DE LARGO ALCANCE

Adicción

A estas alturas, si se cayese Internet, la Seguridad Social tendría que ofrecer pequeñas dosis diarias de conexión, como las pastillas para la tensión o la metadona

Regresamos a la oficina, al taller, a la universidad, a las ferias e incluso al colegio pensando que hemos estado de vacaciones. Presumimos de ello. Nos jactamos de experiencias, bronceados, atardeceres, nos ufanamos de haber «desconectado», sin percatarnos de que, en realidad, no nos hemos permitido el descanso. Sin admitir ante nosotros mismos que nuestros cerebros siguieron sometidos con la misma frecuencia y la misma intensidad a más o menos los mismos estímulos vanos, posiblemente dañinos, y sin haber dado tregua a nuestras neuronas. Drogodependientes de WhatsApp, esclavos de quien se cree en el derecho de comunicarse con nosotros e irrumpir en nuestra vida, a contar con nuestra atención a cualquier hora y en cualquier circunstancia. Adictos a unas redes sociales que dispensan contenido vacuo en infinitas dosis de pocos segundos de duración. Las redes tienen muy bien puesto el nombre: atrapan. Hay incluso quien ha retransmitido sus momentos de vacaciones casi en directo, desde la convicción de que esas fotos son relevantes para el resto porque, de alguna manera, componen determinada y dudosa identidad. Sin darse cuenta de que filtran experiencias, bronceados y atardeceres a través de su teléfono móvil como si de por sí no existieran y su valor más intrínseco no radicase en la posibilidad de ser disfrutados y observados en primera persona. Vanitas vanitatum.

Publicidad

Yo no llamaría vacaciones sin cargo de conciencia lingüístico a ningún estado o situación en los que el móvil esté presente. Le planto cara en ocasiones a ese tirano, empeñado en imponer su dictadura sobre mi interés, mi curiosidad, mi observación y mi tiempo, olvidando el teléfono en un bolso, dentro del armario, o saliendo de casa sin él. Es una demostración de desprecio manifiesto, breve pero reveladora, y les invito a ustedes a hacer lo mismo, si quieren disfrutar de unas verdaderas vacaciones de una media hora de duración. Apáguenlo por un rato y mantengan una conversación sin incursiones ajenas a ella, con atención plena y plena capacidad de escucha. Tomen algo saboreando cada ingrediente y con los ojos cerrados, sin tener en cuenta su aspecto. Siéntense en un banco en la calle, integrándose en esa realidad real, no virtual, de edificios sólidos, gentes ciertas y de susurros y resonancias vírgenes, que no han pasado por la mesa de sonido, al igual que esa luz, que proviene de la genuina fuente de energía y nos alcanza y abraza desde su mismidad, sin ser exudada por una pantalla. Expónganse al fecundo silencio. Y a esa media hora, llámenla vacaciones, sin temor al equívoco.

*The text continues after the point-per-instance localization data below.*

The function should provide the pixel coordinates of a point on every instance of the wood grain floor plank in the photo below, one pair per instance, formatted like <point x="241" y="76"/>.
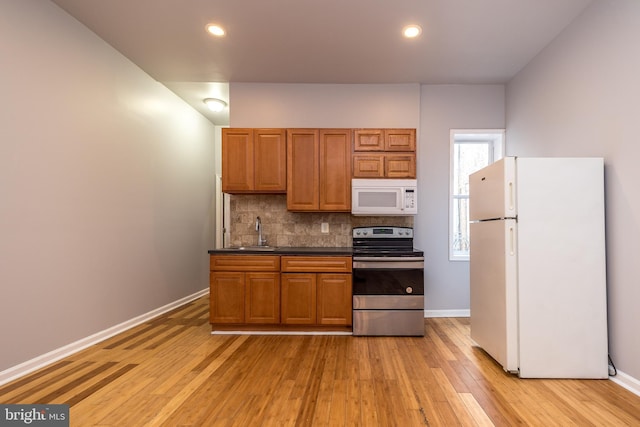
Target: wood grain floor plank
<point x="171" y="371"/>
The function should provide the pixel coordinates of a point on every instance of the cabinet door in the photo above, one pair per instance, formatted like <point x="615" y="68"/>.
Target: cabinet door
<point x="237" y="160"/>
<point x="368" y="140"/>
<point x="270" y="160"/>
<point x="298" y="295"/>
<point x="400" y="140"/>
<point x="262" y="302"/>
<point x="369" y="165"/>
<point x="335" y="170"/>
<point x="302" y="170"/>
<point x="226" y="297"/>
<point x="400" y="166"/>
<point x="334" y="299"/>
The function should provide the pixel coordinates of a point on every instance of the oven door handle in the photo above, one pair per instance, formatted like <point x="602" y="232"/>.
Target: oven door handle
<point x="388" y="264"/>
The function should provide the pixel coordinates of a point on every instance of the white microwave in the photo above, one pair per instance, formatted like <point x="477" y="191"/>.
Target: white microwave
<point x="384" y="197"/>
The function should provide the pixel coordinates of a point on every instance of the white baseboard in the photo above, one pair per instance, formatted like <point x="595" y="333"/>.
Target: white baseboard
<point x="447" y="313"/>
<point x="62" y="352"/>
<point x="627" y="381"/>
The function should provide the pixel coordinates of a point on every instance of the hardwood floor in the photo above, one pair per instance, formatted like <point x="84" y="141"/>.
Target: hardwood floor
<point x="172" y="372"/>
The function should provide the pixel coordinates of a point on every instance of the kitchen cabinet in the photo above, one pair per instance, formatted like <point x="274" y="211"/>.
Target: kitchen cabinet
<point x="244" y="289"/>
<point x="319" y="170"/>
<point x="253" y="160"/>
<point x="316" y="290"/>
<point x="384" y="153"/>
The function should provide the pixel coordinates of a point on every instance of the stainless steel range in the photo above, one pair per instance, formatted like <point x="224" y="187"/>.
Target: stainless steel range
<point x="388" y="282"/>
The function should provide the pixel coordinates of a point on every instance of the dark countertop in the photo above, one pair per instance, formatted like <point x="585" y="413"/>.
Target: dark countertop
<point x="343" y="251"/>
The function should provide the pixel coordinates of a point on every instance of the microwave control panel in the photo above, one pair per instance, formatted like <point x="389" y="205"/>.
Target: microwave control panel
<point x="409" y="199"/>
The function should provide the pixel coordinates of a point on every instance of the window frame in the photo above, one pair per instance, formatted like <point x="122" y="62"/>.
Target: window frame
<point x="496" y="139"/>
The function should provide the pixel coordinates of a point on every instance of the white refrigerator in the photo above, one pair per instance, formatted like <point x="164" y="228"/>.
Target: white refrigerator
<point x="537" y="266"/>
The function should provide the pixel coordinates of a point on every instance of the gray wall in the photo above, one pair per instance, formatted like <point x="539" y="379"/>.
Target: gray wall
<point x="106" y="180"/>
<point x="444" y="108"/>
<point x="579" y="97"/>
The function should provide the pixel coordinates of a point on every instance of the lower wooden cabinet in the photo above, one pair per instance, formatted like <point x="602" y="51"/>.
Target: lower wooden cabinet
<point x="312" y="298"/>
<point x="334" y="299"/>
<point x="237" y="297"/>
<point x="298" y="296"/>
<point x="244" y="289"/>
<point x="305" y="291"/>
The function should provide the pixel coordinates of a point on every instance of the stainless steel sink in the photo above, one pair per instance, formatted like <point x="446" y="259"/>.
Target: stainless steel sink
<point x="253" y="248"/>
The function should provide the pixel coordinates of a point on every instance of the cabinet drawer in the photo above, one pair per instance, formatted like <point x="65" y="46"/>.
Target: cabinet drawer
<point x="400" y="166"/>
<point x="245" y="263"/>
<point x="315" y="264"/>
<point x="370" y="165"/>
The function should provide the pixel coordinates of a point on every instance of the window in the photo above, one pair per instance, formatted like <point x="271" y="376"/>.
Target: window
<point x="471" y="150"/>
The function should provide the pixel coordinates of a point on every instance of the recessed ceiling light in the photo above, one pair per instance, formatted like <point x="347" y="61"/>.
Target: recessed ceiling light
<point x="215" y="104"/>
<point x="216" y="30"/>
<point x="411" y="31"/>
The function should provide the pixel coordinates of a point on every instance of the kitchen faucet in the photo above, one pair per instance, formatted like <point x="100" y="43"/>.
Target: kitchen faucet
<point x="261" y="241"/>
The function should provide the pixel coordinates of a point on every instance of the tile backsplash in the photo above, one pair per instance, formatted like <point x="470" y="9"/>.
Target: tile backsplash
<point x="296" y="229"/>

Sentirán cierto nivel de ansiedad, es lo que tiene estar enganchado. A estas alturas, si se cayese Internet, la Seguridad Social tendría que proporcionar pequeñas dosis diarias de conexión, como las pastillas para la tensión o la metadona. En cierta forma somos irrecuperables. Y sin embargo, hay quien no pierde la esperanza. Suecia, otrora país puntero de la digitalización en las aulas, empieza el curso con la reintroducción de los libros de texto y la reducción del tiempo de pantalla en primaria, tras la caída generalizada de los alumnos en las pruebas de comprensión lectora. La escritura con lápiz y papel vuelve a ser considerada competencia básica. Finlandia, Bélgica, Suiza y Francia avanzan por esa misma senda. El ecologismo, antaño centrado en la desindustrialización y el cambio climático, alerta ahora sobre la insostenibilidad energética de la inteligencia artificial. También desde la Economía comienzan a tomarse medidas. En Estados Unidos, Basecamp repudia herramientas digitales como Slack o Zoom porque sus empleados comenzaban a desarrollar problemas para la comunicación directa entre personas. El movimiento «Slow Tech», impulsado por pensadores como Paul Kingsnorth, promueve atacar la dependencia digital. Y el psiquiatra Manfred Spitzer, en su libro «Demencia digital», ya nos había adelantado las consecuencias mucho antes de que los adolescentes confiasen en ChatGPT como terapeuta. Démosles ejemplo a los chichos. Usémoslo para lo que sí es útil, pero después apaguemos el móvil. A ratos, por lo menos.